Includes: DBV, FORX, FXC, UDN, UUP
by: Dean Popplewell

Capital markets had to swerve geo-political risk at the beginning of the week and on Friday it had to come to terms with economic event risk. U.S. non-farm payroll and Canadian jobs report could not be further apart.

NFP rose +175k last month, beating the street consensus of around +150k. It's undoubtedly a plus for Yellen and company - a number that certainly supports her case to continue tapering asset purchases. Friday's headline print-beating consensus would suggest that the U.S. economy has underlining strength despite the adverse weather conditions experienced in January and February. Even better were the revisions to the prior months, they were modestly positive with January up +16k to a revised +129k and December up +9k to +84k. However, the unemployment rate, that was expected to be flat, actually ticked up to +6.7% from +6.6% for the first time in nearly eight-months. The markets initial reaction certainly favored the dollar, higher U.S. treasury yields and an equity market in the black.

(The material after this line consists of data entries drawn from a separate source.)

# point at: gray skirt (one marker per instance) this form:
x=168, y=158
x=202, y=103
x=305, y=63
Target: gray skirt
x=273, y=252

What about the EUR? Now that the market is realizing that it's near impossible that the Fed would ease their modest pace of tapering, they also seem to be coming around to the idea that Draghi and company at the ECB will not be cutting rates or taking more simulative action any time soon. Draghi's relatively upbeat press conference this week supports that. If the dollar cannot go higher after NFP then the impatient EUR shorts will want to get out.

The naysayers will focus on the actual headline being below last year's monthly average of +190k. They will argue that sustainable or stronger growth favors a print at least matching the 12-month average. Despite the average hourly earnings increasing (+0.4% vs. +0.2% - the strongest gain in two-years) the workweek fell to 34.2 hours from January's downwardly revised 34.3.

In Canada, the loonie was flogged after the release of a weak February Canadian jobs report. Canada lost -7k jobs (expected +15k), mostly due to a decline in the part-time positions in the month. The unemployment rate remained steady at +7%. The USD/CAD is closing out the week encroaching on last Tuesday's high $1.1119.